Que faire avec les $28 millions?

J’ai lu avec intérêt l’article publié dans L’Acadie Nouvelle du 19 mars, par le journaliste Alexandre Boudreau, à savoir que le gouvernement Higgs songe à redistribuer l’argent de la taxe sur le carbone aux contribuables de la province.

On apprend que cette position figure parmi quatre options présentement à l’étude. On ne nous dit pas quelles sont les trois autres options. Je ne comprends pas ce manque de transparence, mais j’imagine qu’une fois dévoilées, elles seront plus productives.

La taxe carbone génère des revenus considérables que les gouvernements conservateurs ont politisés dans les dernières années, car ils sont contre l’idée.

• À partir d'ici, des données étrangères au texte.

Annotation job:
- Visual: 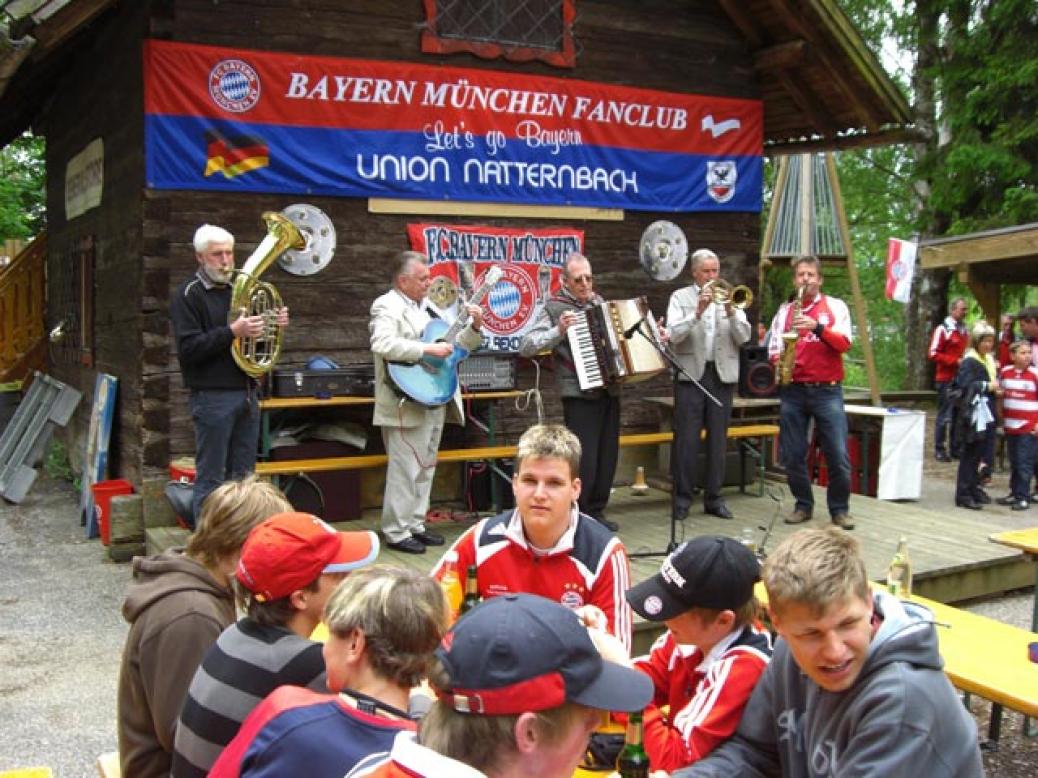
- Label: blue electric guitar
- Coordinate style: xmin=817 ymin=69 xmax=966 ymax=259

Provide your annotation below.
xmin=386 ymin=265 xmax=503 ymax=408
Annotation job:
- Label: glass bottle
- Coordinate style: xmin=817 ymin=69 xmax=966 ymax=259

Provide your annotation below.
xmin=617 ymin=711 xmax=649 ymax=778
xmin=460 ymin=564 xmax=480 ymax=614
xmin=886 ymin=535 xmax=911 ymax=598
xmin=440 ymin=551 xmax=462 ymax=623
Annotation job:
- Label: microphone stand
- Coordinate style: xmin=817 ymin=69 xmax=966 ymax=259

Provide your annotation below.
xmin=624 ymin=316 xmax=723 ymax=558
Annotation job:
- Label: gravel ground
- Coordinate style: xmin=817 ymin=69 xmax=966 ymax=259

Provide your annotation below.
xmin=0 ymin=439 xmax=1038 ymax=778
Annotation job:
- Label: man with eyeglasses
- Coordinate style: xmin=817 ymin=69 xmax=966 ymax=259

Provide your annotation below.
xmin=519 ymin=252 xmax=620 ymax=532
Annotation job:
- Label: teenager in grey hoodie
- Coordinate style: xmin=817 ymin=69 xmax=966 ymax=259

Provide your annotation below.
xmin=674 ymin=528 xmax=983 ymax=778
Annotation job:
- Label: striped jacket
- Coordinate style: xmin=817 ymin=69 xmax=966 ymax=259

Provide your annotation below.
xmin=433 ymin=507 xmax=631 ymax=651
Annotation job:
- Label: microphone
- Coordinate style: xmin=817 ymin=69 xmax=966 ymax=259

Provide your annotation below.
xmin=624 ymin=313 xmax=646 ymax=340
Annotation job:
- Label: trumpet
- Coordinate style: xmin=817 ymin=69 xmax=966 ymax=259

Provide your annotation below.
xmin=703 ymin=278 xmax=754 ymax=310
xmin=779 ymin=284 xmax=808 ymax=386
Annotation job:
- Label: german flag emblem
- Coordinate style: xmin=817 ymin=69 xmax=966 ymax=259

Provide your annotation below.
xmin=206 ymin=132 xmax=270 ymax=178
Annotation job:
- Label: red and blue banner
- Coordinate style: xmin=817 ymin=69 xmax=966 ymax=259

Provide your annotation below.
xmin=144 ymin=40 xmax=764 ymax=212
xmin=407 ymin=223 xmax=583 ymax=352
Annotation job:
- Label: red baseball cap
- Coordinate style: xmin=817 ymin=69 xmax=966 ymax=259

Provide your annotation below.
xmin=237 ymin=513 xmax=379 ymax=603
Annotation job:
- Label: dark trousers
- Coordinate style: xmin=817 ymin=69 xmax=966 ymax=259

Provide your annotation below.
xmin=563 ymin=392 xmax=620 ymax=519
xmin=1006 ymin=433 xmax=1038 ymax=502
xmin=671 ymin=362 xmax=734 ymax=510
xmin=933 ymin=381 xmax=959 ymax=456
xmin=955 ymin=435 xmax=987 ymax=502
xmin=191 ymin=389 xmax=260 ymax=523
xmin=779 ymin=384 xmax=850 ymax=517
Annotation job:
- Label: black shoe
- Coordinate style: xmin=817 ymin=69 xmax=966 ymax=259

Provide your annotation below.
xmin=703 ymin=500 xmax=735 ymax=519
xmin=386 ymin=537 xmax=426 ymax=554
xmin=411 ymin=529 xmax=444 ymax=546
xmin=783 ymin=508 xmax=811 ymax=524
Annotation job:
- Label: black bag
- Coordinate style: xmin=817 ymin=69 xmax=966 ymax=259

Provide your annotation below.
xmin=163 ymin=479 xmax=194 ymax=530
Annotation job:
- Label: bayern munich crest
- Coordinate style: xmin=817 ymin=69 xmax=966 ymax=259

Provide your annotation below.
xmin=209 ymin=59 xmax=260 ymax=113
xmin=707 ymin=160 xmax=739 ymax=202
xmin=483 ymin=265 xmax=537 ymax=335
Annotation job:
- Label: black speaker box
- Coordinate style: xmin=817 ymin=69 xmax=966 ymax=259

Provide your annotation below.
xmin=270 ymin=440 xmax=361 ymax=522
xmin=739 ymin=344 xmax=779 ymax=398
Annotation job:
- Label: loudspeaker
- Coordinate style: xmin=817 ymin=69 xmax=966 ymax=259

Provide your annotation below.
xmin=739 ymin=343 xmax=779 ymax=397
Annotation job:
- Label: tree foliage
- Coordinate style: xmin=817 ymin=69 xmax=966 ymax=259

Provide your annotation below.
xmin=0 ymin=133 xmax=47 ymax=240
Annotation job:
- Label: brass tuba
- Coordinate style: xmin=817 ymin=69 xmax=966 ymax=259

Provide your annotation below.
xmin=779 ymin=284 xmax=808 ymax=386
xmin=227 ymin=211 xmax=306 ymax=379
xmin=703 ymin=278 xmax=754 ymax=310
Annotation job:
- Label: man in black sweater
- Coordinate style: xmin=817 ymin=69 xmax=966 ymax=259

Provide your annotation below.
xmin=169 ymin=224 xmax=289 ymax=522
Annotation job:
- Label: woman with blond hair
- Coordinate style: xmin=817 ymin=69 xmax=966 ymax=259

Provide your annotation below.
xmin=117 ymin=476 xmax=292 ymax=778
xmin=209 ymin=565 xmax=447 ymax=778
xmin=953 ymin=322 xmax=1002 ymax=510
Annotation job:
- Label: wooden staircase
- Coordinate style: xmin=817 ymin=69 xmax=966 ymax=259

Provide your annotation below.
xmin=0 ymin=233 xmax=47 ymax=384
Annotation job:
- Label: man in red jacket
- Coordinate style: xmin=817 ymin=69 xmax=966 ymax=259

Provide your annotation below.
xmin=930 ymin=297 xmax=968 ymax=462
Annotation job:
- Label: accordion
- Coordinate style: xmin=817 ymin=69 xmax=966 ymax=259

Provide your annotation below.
xmin=566 ymin=297 xmax=666 ymax=390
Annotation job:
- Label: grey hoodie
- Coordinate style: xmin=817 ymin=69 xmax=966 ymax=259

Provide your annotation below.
xmin=118 ymin=549 xmax=235 ymax=778
xmin=674 ymin=592 xmax=984 ymax=778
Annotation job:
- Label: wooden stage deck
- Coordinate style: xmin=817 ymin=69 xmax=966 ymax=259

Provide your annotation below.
xmin=148 ymin=480 xmax=1035 ymax=650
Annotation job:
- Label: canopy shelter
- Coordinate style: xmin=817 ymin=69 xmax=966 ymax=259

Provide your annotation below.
xmin=919 ymin=223 xmax=1038 ymax=326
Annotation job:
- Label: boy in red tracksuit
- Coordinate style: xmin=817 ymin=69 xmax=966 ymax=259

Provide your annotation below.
xmin=627 ymin=535 xmax=771 ymax=771
xmin=998 ymin=340 xmax=1038 ymax=510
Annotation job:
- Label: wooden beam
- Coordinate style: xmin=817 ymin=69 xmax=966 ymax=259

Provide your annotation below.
xmin=754 ymin=39 xmax=808 ymax=71
xmin=367 ymin=197 xmax=624 ymax=222
xmin=959 ymin=267 xmax=1002 ymax=325
xmin=772 ymin=71 xmax=837 ymax=135
xmin=919 ymin=226 xmax=1038 ymax=270
xmin=719 ymin=0 xmax=764 ymax=49
xmin=764 ymin=128 xmax=925 ymax=157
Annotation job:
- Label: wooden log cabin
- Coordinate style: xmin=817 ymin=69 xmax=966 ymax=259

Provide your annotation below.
xmin=0 ymin=0 xmax=910 ymax=506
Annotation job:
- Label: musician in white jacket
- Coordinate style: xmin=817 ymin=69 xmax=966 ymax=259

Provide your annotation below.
xmin=367 ymin=251 xmax=483 ymax=554
xmin=666 ymin=249 xmax=749 ymax=519
xmin=519 ymin=252 xmax=620 ymax=532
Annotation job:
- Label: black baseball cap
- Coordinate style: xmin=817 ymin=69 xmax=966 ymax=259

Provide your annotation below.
xmin=436 ymin=594 xmax=653 ymax=716
xmin=627 ymin=535 xmax=761 ymax=621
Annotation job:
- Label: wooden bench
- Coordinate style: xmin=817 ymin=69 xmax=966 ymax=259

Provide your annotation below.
xmin=255 ymin=424 xmax=779 ymax=492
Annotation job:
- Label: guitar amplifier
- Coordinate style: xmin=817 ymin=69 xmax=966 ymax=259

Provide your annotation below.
xmin=458 ymin=354 xmax=516 ymax=392
xmin=271 ymin=363 xmax=375 ymax=397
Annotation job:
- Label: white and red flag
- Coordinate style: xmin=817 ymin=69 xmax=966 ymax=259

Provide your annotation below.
xmin=886 ymin=238 xmax=919 ymax=303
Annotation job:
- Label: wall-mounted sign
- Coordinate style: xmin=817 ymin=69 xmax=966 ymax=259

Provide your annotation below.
xmin=407 ymin=224 xmax=583 ymax=352
xmin=65 ymin=138 xmax=105 ymax=219
xmin=144 ymin=40 xmax=764 ymax=212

Le fédéral a fini par imposer cette taxe au Nouveau-Brunswick. Le but est que, comme société, on élimine le plus rapidement possible notre dépendance aux combustibles fossiles en se tournant vers les énergies renouvelables. Taxer ce qu’on ne veut pas et favoriser ce qu’on veut ou doit faire.

Présentement, le gouvernement Higgs utilise une partie des revenus de la taxe carbone pour subventionner le pétrole puisqu’en 2020, ils ont utilisé ces revenus pour réduire la taxe d’accise provinciale sur l’essence de 4,6 cents. Ceci est donc une diminution des revenus de la province, mais d’un l’autre côté l’argent généré par la taxe n’a pas tout été utilisé à réduire les GES. Les 28 millions $ d’extra ont été transférés dans les coffres de la province pour ainsi rebalancer ce manque. Les 28M$ n’ont pas contribué à diminuer les GES, mais ont servi de subvention au pétrole.

Puisque la taxe carbone va augmenter le 1er avril de 30$ à 40$ la tonne, ce scénario va probablement se reproduire cette année.

Que faire avec le 28 millions $ de surplus? Pensons aux énergies renouvelables. Il ne faut pas oublier que les scientifiques nous disent qu’il faut viser des énergies 100% renouvelables, d’ici 2050.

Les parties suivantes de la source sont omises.